JP-A-4-41951 discloses an engine control system for operating one of cylinder groups under a lean air-fuel ratio. The system discloses a method for providing a lean air-fuel ratio by regulating a fuel amount and a method for providing a lean air-fuel ratio by regulating an air amount. However, the air amount is regulated by a throttle valve commonly disposed for a plurality of cylinders belonging to the cylinder group. Therefore, the plurality of cylinders is operated under the same air amount. In addition, each cylinder group has individual catalyst respectively. Therefore, the one catalyst is supplied with exhaust gas generated by combustions under the same air-fuel ratio. For this reason, the system is not capable of supplying both components originated lean air-fuel ratio and rich air-fuel ratio to the catalyst. Therefore, the system needs to employ additional controls in order reduce emissions.

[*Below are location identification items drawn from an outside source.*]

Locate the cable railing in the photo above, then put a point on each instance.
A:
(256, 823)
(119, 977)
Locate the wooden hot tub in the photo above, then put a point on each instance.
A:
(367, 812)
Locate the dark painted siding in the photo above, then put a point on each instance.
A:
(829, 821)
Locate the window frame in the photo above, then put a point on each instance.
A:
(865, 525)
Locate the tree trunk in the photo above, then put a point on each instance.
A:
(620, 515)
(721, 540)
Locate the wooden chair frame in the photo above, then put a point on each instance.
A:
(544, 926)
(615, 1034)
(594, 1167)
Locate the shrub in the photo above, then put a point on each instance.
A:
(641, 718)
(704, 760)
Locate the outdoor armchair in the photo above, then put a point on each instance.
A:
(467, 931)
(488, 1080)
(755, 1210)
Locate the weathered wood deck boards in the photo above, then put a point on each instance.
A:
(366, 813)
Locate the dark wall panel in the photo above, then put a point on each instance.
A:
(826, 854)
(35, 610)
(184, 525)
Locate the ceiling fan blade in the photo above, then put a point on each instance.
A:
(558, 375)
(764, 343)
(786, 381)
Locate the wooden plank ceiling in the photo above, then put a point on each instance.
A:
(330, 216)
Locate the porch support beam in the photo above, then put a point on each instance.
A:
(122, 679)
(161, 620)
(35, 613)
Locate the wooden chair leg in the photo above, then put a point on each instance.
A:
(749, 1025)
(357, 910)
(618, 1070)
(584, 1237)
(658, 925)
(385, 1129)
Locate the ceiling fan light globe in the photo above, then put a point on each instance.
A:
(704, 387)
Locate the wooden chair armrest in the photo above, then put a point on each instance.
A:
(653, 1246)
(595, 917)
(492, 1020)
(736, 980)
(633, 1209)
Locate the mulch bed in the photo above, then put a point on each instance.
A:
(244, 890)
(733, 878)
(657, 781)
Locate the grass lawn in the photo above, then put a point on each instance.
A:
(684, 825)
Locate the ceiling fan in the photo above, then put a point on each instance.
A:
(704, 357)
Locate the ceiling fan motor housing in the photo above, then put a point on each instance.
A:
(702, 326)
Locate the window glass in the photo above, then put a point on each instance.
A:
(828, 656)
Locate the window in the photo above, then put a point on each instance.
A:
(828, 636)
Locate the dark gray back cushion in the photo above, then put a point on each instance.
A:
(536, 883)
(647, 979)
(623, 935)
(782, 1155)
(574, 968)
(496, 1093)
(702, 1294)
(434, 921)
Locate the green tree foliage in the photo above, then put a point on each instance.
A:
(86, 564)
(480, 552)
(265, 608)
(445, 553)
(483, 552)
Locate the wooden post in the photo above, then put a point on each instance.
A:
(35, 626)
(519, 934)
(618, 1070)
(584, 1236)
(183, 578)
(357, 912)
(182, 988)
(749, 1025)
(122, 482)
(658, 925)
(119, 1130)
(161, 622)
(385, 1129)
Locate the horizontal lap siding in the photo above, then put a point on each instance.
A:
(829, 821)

It is an object of the present invention to provide an air-fuel ratio control system for a multi-cylinder engine being capable of reducing emissions.

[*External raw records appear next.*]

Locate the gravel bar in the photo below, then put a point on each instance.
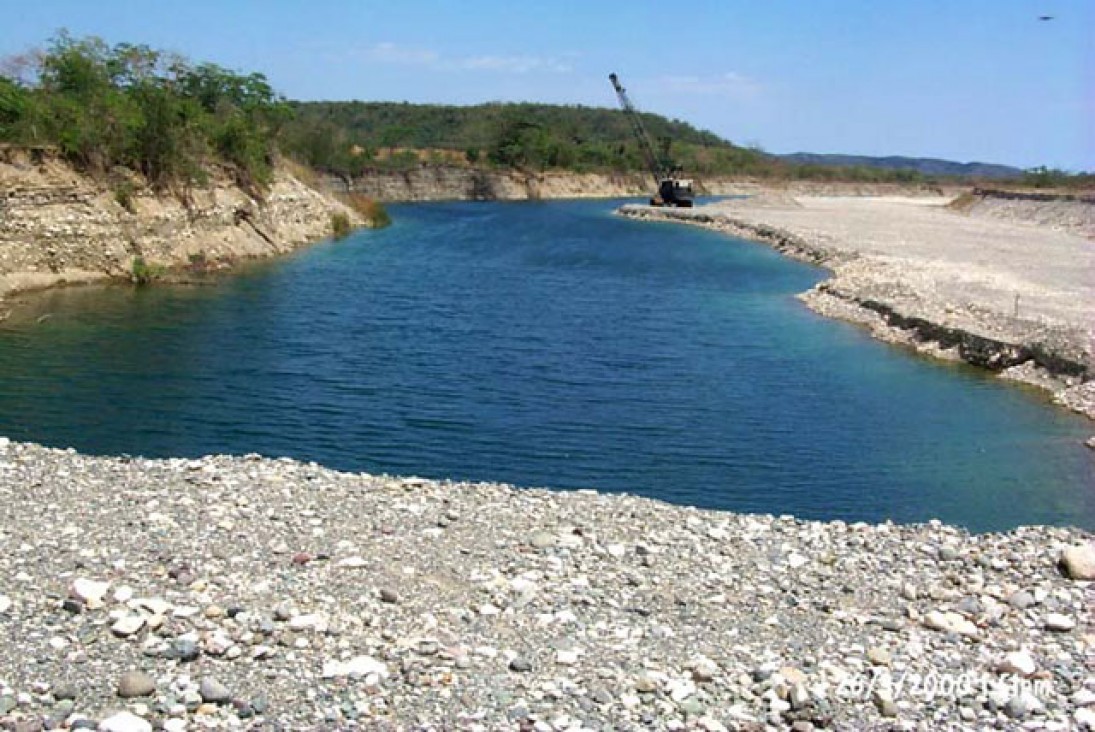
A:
(255, 593)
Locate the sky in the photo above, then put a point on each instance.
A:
(964, 80)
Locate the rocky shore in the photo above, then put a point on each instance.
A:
(972, 284)
(59, 227)
(249, 593)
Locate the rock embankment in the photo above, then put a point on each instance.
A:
(59, 227)
(1014, 298)
(246, 593)
(440, 182)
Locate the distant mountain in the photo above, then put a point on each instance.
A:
(924, 166)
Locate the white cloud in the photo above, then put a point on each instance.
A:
(515, 64)
(729, 83)
(390, 53)
(399, 55)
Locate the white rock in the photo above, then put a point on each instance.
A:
(1079, 561)
(1019, 663)
(352, 562)
(125, 721)
(90, 592)
(951, 622)
(127, 626)
(151, 605)
(1058, 622)
(361, 665)
(566, 658)
(711, 724)
(310, 621)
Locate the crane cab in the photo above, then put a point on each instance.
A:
(673, 192)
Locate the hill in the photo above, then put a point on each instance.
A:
(353, 137)
(923, 166)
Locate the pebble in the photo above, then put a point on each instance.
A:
(89, 592)
(214, 692)
(125, 721)
(1079, 561)
(878, 656)
(1058, 622)
(542, 540)
(885, 704)
(951, 622)
(359, 666)
(127, 626)
(1021, 599)
(704, 671)
(135, 684)
(1019, 663)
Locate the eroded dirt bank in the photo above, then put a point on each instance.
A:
(59, 227)
(465, 183)
(1013, 296)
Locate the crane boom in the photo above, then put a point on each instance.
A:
(671, 191)
(657, 170)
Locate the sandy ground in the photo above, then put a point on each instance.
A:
(959, 260)
(1013, 296)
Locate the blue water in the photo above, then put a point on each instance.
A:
(546, 344)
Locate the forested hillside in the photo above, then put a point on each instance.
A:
(350, 137)
(131, 107)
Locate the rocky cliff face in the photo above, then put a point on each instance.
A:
(463, 183)
(58, 227)
(456, 183)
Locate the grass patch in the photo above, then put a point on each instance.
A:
(142, 273)
(339, 225)
(371, 209)
(963, 203)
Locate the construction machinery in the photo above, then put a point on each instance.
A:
(671, 189)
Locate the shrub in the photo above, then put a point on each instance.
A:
(124, 195)
(371, 209)
(142, 273)
(339, 225)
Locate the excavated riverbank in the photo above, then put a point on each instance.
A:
(1013, 297)
(59, 227)
(250, 593)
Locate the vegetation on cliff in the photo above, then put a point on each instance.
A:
(134, 107)
(352, 138)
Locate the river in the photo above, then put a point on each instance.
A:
(545, 344)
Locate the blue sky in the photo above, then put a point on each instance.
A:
(959, 79)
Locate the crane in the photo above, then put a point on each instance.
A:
(671, 190)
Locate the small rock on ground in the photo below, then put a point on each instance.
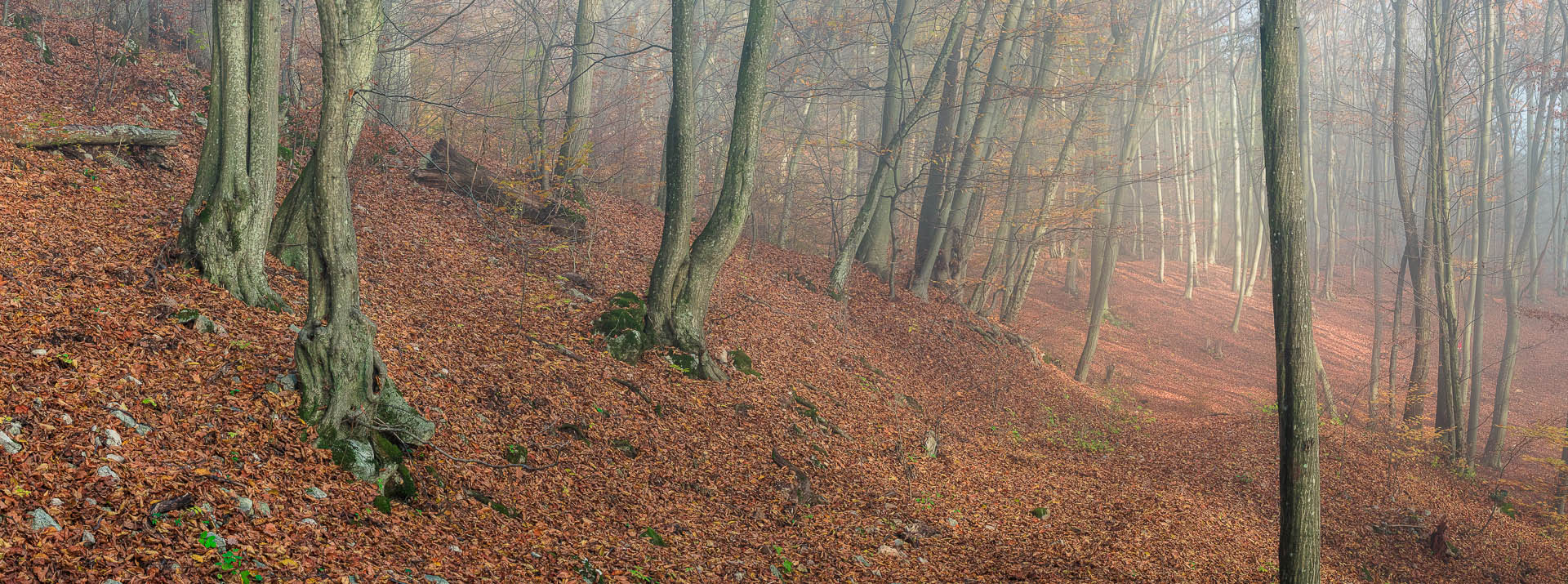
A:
(42, 520)
(10, 444)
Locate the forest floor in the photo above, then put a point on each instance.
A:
(814, 471)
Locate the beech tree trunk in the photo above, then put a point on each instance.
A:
(394, 69)
(1510, 289)
(579, 90)
(223, 228)
(1438, 51)
(1104, 258)
(1295, 355)
(681, 289)
(345, 390)
(886, 158)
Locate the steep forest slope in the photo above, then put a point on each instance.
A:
(821, 468)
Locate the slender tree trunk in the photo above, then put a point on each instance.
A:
(1414, 245)
(1438, 51)
(225, 223)
(1106, 261)
(935, 201)
(888, 156)
(872, 250)
(683, 280)
(791, 162)
(1510, 283)
(579, 90)
(394, 69)
(978, 145)
(347, 391)
(681, 181)
(1295, 355)
(1482, 233)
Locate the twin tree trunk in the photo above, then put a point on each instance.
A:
(569, 165)
(394, 71)
(1104, 261)
(1295, 357)
(888, 151)
(683, 279)
(223, 230)
(344, 386)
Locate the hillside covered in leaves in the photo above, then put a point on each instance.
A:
(154, 427)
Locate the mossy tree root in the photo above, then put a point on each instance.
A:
(354, 405)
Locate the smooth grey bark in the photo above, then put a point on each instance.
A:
(201, 38)
(1295, 354)
(1448, 395)
(394, 69)
(872, 250)
(1484, 154)
(937, 200)
(223, 228)
(579, 90)
(345, 390)
(782, 236)
(979, 141)
(1416, 258)
(681, 181)
(886, 158)
(1005, 241)
(1104, 267)
(1510, 284)
(684, 321)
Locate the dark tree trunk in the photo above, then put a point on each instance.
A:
(681, 319)
(1295, 355)
(345, 390)
(223, 228)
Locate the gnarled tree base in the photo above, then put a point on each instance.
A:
(216, 241)
(347, 395)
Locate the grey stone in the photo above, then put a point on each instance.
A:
(247, 506)
(207, 325)
(212, 537)
(10, 444)
(42, 520)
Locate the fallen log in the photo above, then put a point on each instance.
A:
(451, 170)
(91, 136)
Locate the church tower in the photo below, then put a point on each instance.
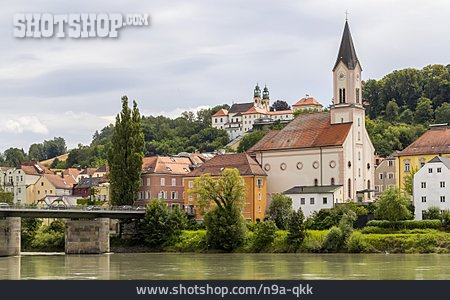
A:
(347, 94)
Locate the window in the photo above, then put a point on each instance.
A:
(407, 166)
(259, 182)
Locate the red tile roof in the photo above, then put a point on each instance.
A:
(241, 161)
(166, 165)
(434, 141)
(221, 112)
(305, 131)
(307, 101)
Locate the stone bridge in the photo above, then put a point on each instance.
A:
(86, 231)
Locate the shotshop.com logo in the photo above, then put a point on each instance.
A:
(74, 25)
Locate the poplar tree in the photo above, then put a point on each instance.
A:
(125, 155)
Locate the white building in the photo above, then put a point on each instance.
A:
(311, 199)
(431, 186)
(325, 148)
(241, 117)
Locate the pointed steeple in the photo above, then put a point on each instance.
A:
(347, 53)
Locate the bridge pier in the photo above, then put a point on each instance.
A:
(87, 236)
(9, 236)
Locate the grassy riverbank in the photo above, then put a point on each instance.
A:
(402, 241)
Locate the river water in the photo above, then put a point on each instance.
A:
(226, 266)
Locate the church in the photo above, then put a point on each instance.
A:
(320, 159)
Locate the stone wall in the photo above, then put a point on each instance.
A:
(87, 236)
(9, 236)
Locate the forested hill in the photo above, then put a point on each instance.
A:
(403, 103)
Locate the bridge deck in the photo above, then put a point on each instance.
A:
(71, 213)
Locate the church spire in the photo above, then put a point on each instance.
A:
(347, 53)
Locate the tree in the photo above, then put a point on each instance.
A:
(280, 209)
(280, 105)
(392, 206)
(391, 112)
(125, 155)
(424, 111)
(442, 113)
(13, 156)
(250, 139)
(224, 222)
(296, 229)
(36, 152)
(161, 226)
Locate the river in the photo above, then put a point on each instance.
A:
(226, 266)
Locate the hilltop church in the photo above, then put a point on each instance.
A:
(324, 158)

It is another object of the present invention to provide an air-fuel ratio control system for a multi-cylinder engine being capable of speeding the warming up of the catalyst by adjusting an intake air amount for each cylinder.
It is another object of the present invention to provide an air-fuel ratio control system for a multi-cylinder engine being capable of reducing NOx by adjusting an intake air amount for each cylinder.
According to a first aspect of the present invention, an air-fuel ratio control system comprises a first intake control device for controlling an amount of intake air introduced into a first cylinder, and a second intake control device for controlling an amount of intake air introduced into a second cylinder. The system further comprises a controller which controls the first and second intake control devices to operate the first cylinder under a fuel lean air-fuel ratio and to simultaneously operate the second cylinder under a fuel rich air-fuel ratio, when the engine is operated under a predetermined condition. Therefore, it is possible to supply different exhaust gas contents from the first cylinder and the second cylinder. The first cylinder operated under the lean air-fuel ratio emits NOx or O2 more than the second cylinder. On the other hand, the second cylinder operated under the rich air-fuel ratio emits HC and CO more than the first cylinder. Therefore, it is possible to deoxidize NOx by HC and CO. Otherwise, it is possible to make HC and CO to react with O2 and to generate heat.